PARIS—On June 30, Christie’s Paris held an auction of 67 works by the French fashion photographer Jeanloup Sieff (1933–2000). All the photos came from the private collection of German collector Gert Elfering, one of the world’s foremost connoisseurs of 20th-century photography, whose collection included works by Helmut Newton, Richard Avedon, Robert Mapplethorpe, Guy Bourdin and Diane Arbus, as well as the entire Horst archive.
Christie’s offered a selection of images from Sieff’s entire career, many from the 1960s: nudes, landscapes, fashion photography and portraits, including those of actors Yves Montand and Jane Birkin as well as filmmakers François Truffaut and Alfred Hitchcock.

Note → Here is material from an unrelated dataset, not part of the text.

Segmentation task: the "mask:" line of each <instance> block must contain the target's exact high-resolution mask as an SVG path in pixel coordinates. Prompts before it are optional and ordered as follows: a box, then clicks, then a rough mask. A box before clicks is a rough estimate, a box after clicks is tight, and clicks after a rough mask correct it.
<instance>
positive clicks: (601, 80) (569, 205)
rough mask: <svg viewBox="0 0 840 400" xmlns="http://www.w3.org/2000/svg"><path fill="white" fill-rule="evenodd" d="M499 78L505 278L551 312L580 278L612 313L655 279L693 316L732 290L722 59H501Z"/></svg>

The Paris-born Sieff began his career in 1954, shooting for Elle magazine, and was briefly connected with the Magnum agency. He lived and photographed in New York from 1961 to 1966, then returned to Paris, where his work—influenced by the French New Wave cinema and known for its elegance and cool sensuality—was published in Vogue, Esquire, Harper’s Bazaar and Glamour, among others.

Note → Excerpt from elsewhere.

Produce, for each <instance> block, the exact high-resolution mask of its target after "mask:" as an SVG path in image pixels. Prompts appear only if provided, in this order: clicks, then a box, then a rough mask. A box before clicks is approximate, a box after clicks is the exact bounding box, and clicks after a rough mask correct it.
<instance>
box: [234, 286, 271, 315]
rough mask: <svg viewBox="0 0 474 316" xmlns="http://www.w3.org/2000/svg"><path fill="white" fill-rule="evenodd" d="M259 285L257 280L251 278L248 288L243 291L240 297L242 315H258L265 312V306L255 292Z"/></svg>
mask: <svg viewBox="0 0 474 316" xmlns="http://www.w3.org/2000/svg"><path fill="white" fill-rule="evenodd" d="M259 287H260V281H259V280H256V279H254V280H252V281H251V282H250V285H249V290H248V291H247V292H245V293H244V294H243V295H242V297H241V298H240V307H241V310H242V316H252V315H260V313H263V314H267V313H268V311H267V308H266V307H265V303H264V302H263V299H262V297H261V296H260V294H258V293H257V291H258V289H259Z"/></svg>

The sale was estimated at €293,000/461,000, and achieved a total of €416,300 ($509,135). Of the lots offered, 49, or 73 percent, were sold and by value, the auction was 83 percent sold. Two new records for Sieff were realized in the sale. One of these, the top lot, a portrait of Yves Saint Laurent, Paris, 1971, sold for €39,400 ($48,186), more than tripling its high estimate of €10,000/15,000. Other top sellers included Derrière Anglais, Paris, 1969, which more than doubled the estimated €8,000/12,000 to sell for €27,400 ($33,510), achieving the second-highest price for a work by Sieff at auction. Par un jour pluvieux, Paris, 1975, sold for €22,500 ($27,535) against an estimate of €3,000/5,000, and the sensual Le tapis volant, Normandie, 1988, a nude on a dark towel, on an isolated, rock-covered beach surrounded by cliffs, sold for €22,500 ($27,518), more than tripling its high estimate of €5,000/7,000.
The glamorous fashion photograph Corset, New-York, 1962, sold for €18,750 ($22,931), surpassing its estimate of €10,000/15,000. The well-known Hommage à Seurat (variante), New-York, 1965, in which Sieff revisits poses of a model in a Georges Seurat painting, sold for €16,250 ($19,874) against an estimate of €10,000/15,000).
Francois Truffaut, Paris, 1959, sold for €6,875 ($8,413) on an estimate of €3,000/5,000. The photo of Birkin, 1968, sold for €10,000 ($12,238), doubling its high estimate of €3,000/5,000. However, Montand’s portrait, 1961, sold under the estimate of €4,000/5,000 for €3,500 ($4,283). An evocative 1962 image of Hitchcock posing menacingly behind fashion model Ina Balke on the set of Psycho sold for €8,125 ($9,943), nearly tripling its low estimate, €3,000/5,000.